Il résulte de cette définition et de cette finalité que, lorsqu’en démocratie, les idéologies politiques partisanes sont déconnectées des besoins et des demandes de la société, lorsqu’elles formalisent les besoins personnels et privés des acteurs politiques en compétition pour le pouvoir, au lieu de formaliser les besoins des acteurs sociaux, elles violentent le corps social, l’enferment dans des schémas préétablis, dans des carcans préfabriqués qui le déforment dans le sens du chaos.

Cette rupture de l’idéologie avec les besoins et les demandes de la société livre la société à l’arbitraire des systèmes de pouvoir. Elle mystifie et désoriente les populations. Elle détourne les forces sociales vers des objectifs antipolitiques qui finissent par détruire la société et la démocratie. La crise des idéologies partisanes, qui résulte de leur déconnexion avec les besoins de la société, détruit donc la politique démocratique et la représentation partisane au sens où la politique démocratique est la gestion des affaires de la cité par ses représentants au profit des populations.

En Côte d’Ivoire, la rupture des idéologies partisanes avec le réel, la confusion des repères idéologiques, fut la cause objective profonde de la crise politique qui mit le pays à feu et à sang entre 2000 et 2011. Elle facilita les tromperies d’acteurs politiques peu scrupuleux qui purent ainsi se revendiquer impunément de la démocratie et du socialisme républicain tout en récusant en actes et en paroles, les fondamentaux idéologiques et axiologiques de la démocratie et du socialisme : l’Egalité, la protection des faibles par l’Etat, son intervention dans l’économie au profit de la redistribution égalitaire, la définition de la nation en terme de citoyenneté, le respect de la dignité humaine et des droits fondamentaux de la personne.
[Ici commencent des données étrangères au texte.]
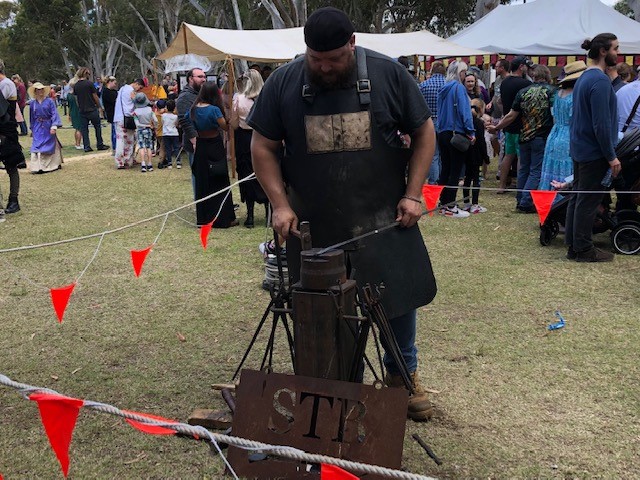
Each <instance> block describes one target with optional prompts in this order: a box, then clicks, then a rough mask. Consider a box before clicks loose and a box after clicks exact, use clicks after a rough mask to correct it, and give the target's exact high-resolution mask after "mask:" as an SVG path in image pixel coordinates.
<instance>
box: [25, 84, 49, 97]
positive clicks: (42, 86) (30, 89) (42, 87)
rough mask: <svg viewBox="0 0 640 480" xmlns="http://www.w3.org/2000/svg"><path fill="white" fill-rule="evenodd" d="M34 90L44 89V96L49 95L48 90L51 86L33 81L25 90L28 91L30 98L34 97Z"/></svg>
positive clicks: (48, 90)
mask: <svg viewBox="0 0 640 480" xmlns="http://www.w3.org/2000/svg"><path fill="white" fill-rule="evenodd" d="M36 90H44V96H45V97H48V96H49V92H50V91H51V87H48V86H46V85H42V84H41V83H40V82H36V83H34V84H33V85H31V86H30V87H29V89H28V90H27V92H28V93H29V96H30V97H31V98H36Z"/></svg>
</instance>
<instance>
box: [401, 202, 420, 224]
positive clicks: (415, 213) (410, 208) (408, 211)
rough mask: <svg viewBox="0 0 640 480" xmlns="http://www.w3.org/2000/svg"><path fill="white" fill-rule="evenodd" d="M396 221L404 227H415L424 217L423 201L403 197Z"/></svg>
mask: <svg viewBox="0 0 640 480" xmlns="http://www.w3.org/2000/svg"><path fill="white" fill-rule="evenodd" d="M397 211H398V216H397V217H396V222H400V225H401V226H403V227H413V226H414V225H415V224H416V223H417V222H418V220H420V217H422V212H423V210H422V203H419V202H416V201H414V200H410V199H408V198H403V199H401V200H400V201H399V202H398V207H397Z"/></svg>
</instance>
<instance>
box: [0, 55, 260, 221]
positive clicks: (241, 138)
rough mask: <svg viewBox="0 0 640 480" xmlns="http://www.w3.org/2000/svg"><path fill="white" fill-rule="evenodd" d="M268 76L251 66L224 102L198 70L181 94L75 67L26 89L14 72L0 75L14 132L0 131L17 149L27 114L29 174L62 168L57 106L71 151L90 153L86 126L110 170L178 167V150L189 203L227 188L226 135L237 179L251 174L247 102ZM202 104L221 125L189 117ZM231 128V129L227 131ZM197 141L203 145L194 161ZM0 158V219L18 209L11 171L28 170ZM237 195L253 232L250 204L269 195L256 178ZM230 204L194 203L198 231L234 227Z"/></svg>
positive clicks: (25, 124) (172, 167) (98, 150)
mask: <svg viewBox="0 0 640 480" xmlns="http://www.w3.org/2000/svg"><path fill="white" fill-rule="evenodd" d="M270 73H271V68H270V67H268V66H266V67H263V68H261V67H260V66H258V65H252V66H251V68H250V69H249V71H247V72H245V74H244V75H242V76H241V77H240V78H239V79H238V81H237V85H236V89H237V90H238V93H236V94H235V95H234V97H233V98H232V99H231V100H229V99H225V102H223V100H222V96H223V93H222V90H221V89H220V87H221V86H222V85H221V84H220V82H205V80H206V75H205V72H203V71H202V70H201V69H197V68H196V69H192V70H191V71H189V72H188V73H187V75H186V80H187V84H186V86H185V87H184V88H183V90H182V92H179V91H178V87H177V81H176V80H175V79H172V77H171V76H170V75H166V76H165V77H164V78H163V80H162V84H161V86H159V87H156V86H153V85H150V84H149V81H148V80H147V79H146V78H139V79H135V80H134V81H133V82H131V83H129V84H125V85H122V86H121V87H119V86H118V81H117V79H116V77H114V76H108V77H105V78H102V79H100V80H99V81H95V82H94V81H93V80H92V72H91V70H90V69H88V68H86V67H81V68H79V69H78V70H77V72H76V74H75V75H74V77H73V78H72V79H71V80H70V81H69V82H68V83H67V82H63V84H62V85H60V86H59V88H56V86H55V85H43V84H42V83H40V82H37V81H34V82H31V81H30V82H29V84H28V86H26V85H25V84H24V83H23V81H22V79H21V78H20V76H19V75H13V77H12V80H9V79H6V78H3V83H2V85H4V88H3V90H2V92H3V94H4V97H5V99H8V101H9V104H10V106H11V107H12V110H11V112H10V113H9V115H10V116H11V117H12V121H13V122H14V125H15V128H14V127H13V126H11V125H5V126H6V130H7V131H11V132H12V133H13V130H16V129H19V133H16V138H15V142H14V143H15V146H16V148H19V141H18V138H17V137H18V136H24V135H28V134H29V129H28V128H27V124H26V122H25V120H24V113H26V112H25V110H26V109H27V108H28V109H29V112H28V118H29V123H30V129H31V136H32V137H33V140H32V146H31V158H30V161H29V167H30V170H31V172H32V173H47V172H52V171H56V170H59V169H61V168H62V161H63V159H62V151H61V147H62V145H61V144H60V141H59V140H58V138H57V129H58V128H60V127H62V121H61V118H60V114H59V111H58V109H59V108H62V109H63V111H64V115H65V116H68V119H69V122H70V123H71V127H72V128H73V129H74V140H75V148H76V149H78V150H82V151H84V152H87V153H90V152H93V151H94V150H93V148H92V146H91V138H90V136H89V133H90V128H89V127H90V126H91V125H92V126H93V130H94V133H95V139H96V149H97V150H98V151H103V150H105V151H106V150H109V149H110V148H111V149H112V155H113V157H114V162H115V167H116V168H117V169H120V170H124V169H129V168H132V167H134V166H138V165H139V166H140V171H141V172H143V173H147V172H152V171H154V161H155V160H157V168H158V169H171V168H173V167H174V166H175V167H176V168H177V169H180V168H182V162H181V157H180V153H181V152H182V149H183V148H184V151H185V153H186V156H187V157H188V159H189V165H190V166H191V168H192V185H193V192H194V198H195V199H200V198H204V197H205V196H209V195H210V194H211V193H214V192H215V191H217V190H219V189H221V188H224V187H226V186H229V176H228V168H227V151H228V150H227V149H228V142H226V141H224V142H223V138H226V139H228V138H229V135H234V139H235V140H236V142H237V144H238V147H237V158H238V162H237V173H238V175H239V178H240V179H243V178H246V177H247V176H250V175H252V174H253V168H252V165H251V154H250V151H249V150H250V145H251V131H252V130H251V127H249V126H248V125H247V124H246V122H245V119H246V116H247V114H248V112H249V110H250V109H251V106H252V104H253V101H254V100H255V99H256V98H257V96H258V95H259V94H260V90H261V89H262V85H263V84H264V80H263V79H266V78H267V77H268V76H269V75H270ZM203 86H204V87H205V90H204V92H208V96H207V97H206V98H205V99H204V101H203V102H204V104H203V105H199V106H198V108H196V109H195V110H194V108H195V107H196V105H195V103H197V101H198V102H199V100H197V99H198V95H199V94H200V92H201V87H203ZM145 92H147V93H151V95H147V93H145ZM214 94H215V95H214ZM212 95H213V96H212ZM157 97H160V98H157ZM214 97H215V98H214ZM150 98H152V99H153V101H152V100H150ZM208 102H213V103H208ZM205 104H206V105H205ZM205 106H211V107H215V108H216V109H217V114H218V115H219V116H218V118H220V119H221V120H222V122H220V124H218V123H215V124H212V123H206V122H205V123H202V122H199V121H198V120H197V119H196V118H195V117H196V116H199V115H200V112H204V111H205V109H204V108H202V107H205ZM179 111H180V115H178V112H179ZM222 112H224V113H222ZM179 117H180V118H179ZM185 117H186V119H185ZM103 120H106V121H107V123H108V124H109V125H110V127H111V128H110V130H111V132H110V138H111V145H108V144H107V143H105V141H104V139H103V135H102V129H103V128H104V127H103V123H102V121H103ZM229 124H231V125H232V128H231V129H229ZM203 126H206V127H207V128H204V127H203ZM231 131H233V133H231ZM181 137H182V140H183V141H184V143H183V144H182V143H181V140H180V139H181ZM196 138H198V139H199V141H200V142H201V143H202V148H201V149H200V151H199V155H197V156H196V155H195V146H196V141H195V139H196ZM209 144H210V145H209ZM0 156H3V155H2V154H0ZM4 156H6V155H4ZM154 159H155V160H154ZM3 160H4V166H5V169H6V171H7V173H8V174H9V176H10V179H11V182H10V192H11V193H10V202H9V205H8V206H7V208H6V209H5V210H4V211H2V210H1V209H0V214H1V215H0V221H3V220H4V213H14V212H16V211H18V210H19V209H20V207H19V204H18V202H17V196H18V191H19V174H18V170H17V168H26V165H27V164H26V162H25V160H24V158H21V159H19V161H17V162H16V167H15V168H13V165H12V161H11V160H10V159H9V160H6V159H3ZM213 165H215V166H213ZM212 166H213V167H212ZM240 194H241V200H242V201H243V202H245V203H246V204H247V218H246V220H245V222H244V225H245V227H247V228H252V227H253V226H254V206H255V203H261V204H264V205H265V206H266V205H267V198H266V196H265V194H264V192H263V191H262V189H261V187H260V185H259V183H258V182H257V181H256V180H253V181H245V182H243V183H242V184H241V188H240ZM234 207H236V208H237V205H235V204H233V199H232V197H231V195H230V194H229V195H228V196H227V197H225V201H224V202H221V200H220V199H219V198H217V197H214V198H211V199H209V200H207V201H205V202H201V203H199V204H198V205H197V220H198V226H199V227H200V226H202V225H204V224H207V223H210V222H212V221H213V220H214V219H215V222H214V225H213V226H214V228H228V227H231V226H236V225H238V223H239V222H238V221H237V220H236V218H235V212H234V211H235V208H234ZM265 210H267V209H266V208H265Z"/></svg>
Elle couvrit les mensonges de faux libéraux et de faux souverainistes qui endossèrent impunément le manteau du patriotisme républicain, tout en tenant le discours du nationalisme communautaire et du socialisme stalinien, tout en divisant la Nation et en réprimant la liberté individuelle. Elle soutint les dérives de factions qui prétendirent souscrire aux valeurs de l’Houphouëtisme, de la droite libérale républicaine, mais qui  n’hésitèrent pas à définir la nation en termes ethniques et à passer des alliances contre nature avec les courants radicaux du national-socialisme sectaire ivoirien.

La crise politique  ivoirienne fut donc la conséquence d’une éclipse de la raison publique provoquée par la vacance des idéologies politiques partisanes. Cette appréciation objective des causes politiques de la crise qui secoua la Côte d’Ivoire de 2000 à 2011, oblige à interpeller les partis politiques ivoiriens sur l’exigence impérative de reconstruire, ici et maintenant, leurs idéologies partisanes respectives, de préciser devant la population ivoirienne les fondamentaux de leurs obédiences idéologiques respectives. Elle demande impérativement aux acteurs politiques d’articuler leur praxis quotidienne sur ces fondamentaux idéologiques.
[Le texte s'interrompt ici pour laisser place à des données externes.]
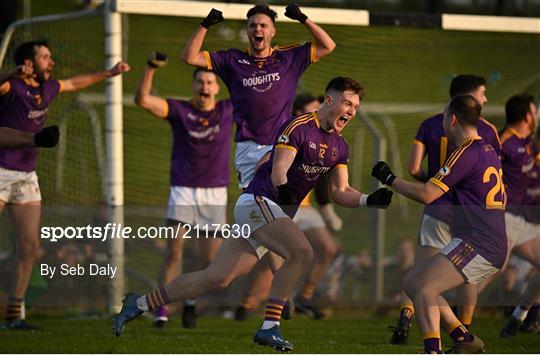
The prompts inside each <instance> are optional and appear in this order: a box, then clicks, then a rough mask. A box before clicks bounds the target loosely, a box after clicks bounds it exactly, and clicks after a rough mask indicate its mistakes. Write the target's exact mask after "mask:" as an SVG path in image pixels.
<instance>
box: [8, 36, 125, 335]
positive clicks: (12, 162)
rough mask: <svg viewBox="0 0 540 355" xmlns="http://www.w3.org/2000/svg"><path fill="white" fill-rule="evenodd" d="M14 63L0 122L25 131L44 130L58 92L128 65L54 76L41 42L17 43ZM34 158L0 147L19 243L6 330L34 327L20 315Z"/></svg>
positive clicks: (13, 217) (81, 86)
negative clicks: (18, 44)
mask: <svg viewBox="0 0 540 355" xmlns="http://www.w3.org/2000/svg"><path fill="white" fill-rule="evenodd" d="M15 64H16V65H17V67H16V68H15V69H14V70H13V71H12V72H11V73H9V74H8V75H6V76H5V77H2V78H0V126H1V127H8V128H13V129H17V130H20V131H23V132H29V133H38V132H40V131H42V130H43V127H44V126H45V120H46V116H47V109H48V106H49V104H50V103H51V101H52V100H53V99H54V98H55V97H56V96H57V95H58V94H59V93H61V92H69V91H76V90H80V89H84V88H86V87H88V86H90V85H92V84H95V83H97V82H99V81H102V80H105V79H107V78H110V77H112V76H115V75H119V74H122V73H124V72H126V71H128V70H129V65H128V64H126V63H123V62H119V63H118V64H116V65H115V66H114V67H113V68H111V69H109V70H105V71H102V72H97V73H92V74H82V75H78V76H75V77H72V78H70V79H65V80H54V79H52V77H51V73H52V70H53V68H54V61H53V59H52V55H51V51H50V49H49V47H48V45H47V43H46V42H44V41H31V42H26V43H23V44H21V45H20V46H19V47H17V49H16V50H15ZM48 131H50V130H48ZM48 131H46V132H48ZM48 133H53V134H54V132H48ZM36 157H37V149H36V147H27V148H17V149H6V148H2V149H0V176H2V179H0V212H1V211H2V210H3V209H4V207H5V206H6V205H7V208H8V210H9V215H10V218H11V221H12V223H13V228H14V230H15V234H16V243H17V248H16V250H17V252H16V256H15V266H14V278H13V281H14V282H13V284H12V289H11V292H10V296H9V301H8V307H7V316H6V327H7V328H9V329H34V328H35V327H32V326H30V325H28V324H27V323H26V322H25V320H24V319H23V315H24V313H25V312H24V294H25V292H26V288H27V286H28V282H29V280H30V274H31V271H32V267H33V265H34V261H35V259H36V256H37V252H38V248H39V224H40V219H41V194H40V191H39V184H38V178H37V175H36V172H35V169H36Z"/></svg>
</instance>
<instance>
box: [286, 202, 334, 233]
mask: <svg viewBox="0 0 540 355" xmlns="http://www.w3.org/2000/svg"><path fill="white" fill-rule="evenodd" d="M293 222H294V223H296V225H297V226H298V228H300V229H301V230H302V231H307V230H310V229H318V228H326V223H324V220H323V219H322V217H321V214H320V213H319V211H317V209H316V208H315V207H313V206H300V208H298V211H297V212H296V215H295V216H294V218H293Z"/></svg>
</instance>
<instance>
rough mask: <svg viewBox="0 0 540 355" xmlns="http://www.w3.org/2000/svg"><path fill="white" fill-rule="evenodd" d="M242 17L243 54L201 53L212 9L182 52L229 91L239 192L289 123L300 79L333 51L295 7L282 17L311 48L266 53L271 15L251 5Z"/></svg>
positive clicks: (211, 17) (262, 5)
mask: <svg viewBox="0 0 540 355" xmlns="http://www.w3.org/2000/svg"><path fill="white" fill-rule="evenodd" d="M246 16H247V37H248V39H249V48H248V50H247V51H241V50H238V49H228V50H225V51H217V52H207V51H203V50H201V47H202V45H203V41H204V38H205V36H206V33H207V32H208V29H209V28H210V26H212V25H215V24H217V23H219V22H221V21H223V16H222V14H221V12H220V11H218V10H216V9H212V11H210V13H209V14H208V16H207V17H206V18H205V19H204V20H202V21H201V25H200V26H199V28H198V29H197V30H196V31H195V33H194V34H193V35H192V37H191V38H190V39H189V41H188V43H187V44H186V47H185V48H184V52H183V60H184V61H185V62H186V63H187V64H189V65H193V66H197V67H201V68H206V69H209V70H213V71H215V72H216V73H217V74H218V75H219V76H220V77H221V79H222V80H223V81H224V82H225V84H226V85H227V87H228V88H229V93H230V95H231V100H232V103H233V107H234V120H235V122H236V124H237V131H236V137H235V140H236V142H238V144H237V146H236V152H235V166H236V171H237V173H238V179H239V183H240V187H241V188H246V187H247V186H248V184H249V182H250V181H251V180H252V179H253V176H254V174H255V168H256V166H257V164H258V163H259V161H260V160H261V158H262V157H263V156H264V155H265V154H267V153H268V152H269V151H270V150H271V149H272V144H273V139H274V137H275V135H276V131H277V129H278V128H279V127H280V126H281V125H282V124H283V123H284V122H286V121H287V120H288V119H289V118H290V113H291V112H292V110H291V107H292V103H293V100H294V97H295V95H296V87H297V85H298V81H299V80H300V76H301V75H302V73H303V72H304V71H305V70H306V69H307V68H308V66H309V65H310V64H311V63H315V62H317V61H318V60H319V59H321V58H323V57H324V56H326V55H328V54H329V53H331V52H332V51H333V50H334V48H335V46H336V45H335V43H334V41H333V40H332V38H330V36H329V35H328V34H327V33H326V32H325V31H324V30H323V29H322V28H321V27H319V26H318V25H316V24H315V23H314V22H313V21H311V20H310V19H309V18H308V17H307V16H306V15H305V14H303V13H302V12H301V11H300V9H299V8H298V6H297V5H296V4H292V5H289V6H287V9H286V12H285V16H287V17H289V18H291V19H293V20H297V21H299V22H300V23H301V24H303V25H304V26H306V28H307V29H308V30H309V32H310V33H311V35H312V36H313V41H312V42H306V43H304V44H292V45H287V46H276V47H272V40H273V39H274V36H275V35H276V28H275V25H274V23H275V21H276V18H277V14H276V13H275V12H274V11H273V10H272V9H271V8H270V7H268V6H267V5H256V6H254V7H252V8H251V9H250V10H249V11H248V12H247V15H246ZM262 108H264V109H262Z"/></svg>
En Côte d’Ivoire, la vie démocratique et les échéances électorales à venir réclament conséquemment un forum de débat qui ne soit pas exclusivement réservé aux spécialistes. L’exigence démocratique demande un forum ouvert où puissent être débattues les grandes questions avant que tranchent les électeurs. Car l’élection démocratique est toujours, comme le souligne Pierre Rosanvallon, un choix de programme qui est opéré momentanément « dans la perspective plus large de la réalisation de valeurs, dans la poursuite d’objectifs plus généraux concernant une forme de société désirée ». La participation politique d’une population informée et dotée d’une conscience claire des enjeux, des tenants et des aboutissants, est alors la condition de la liberté de l’élection en démocratie.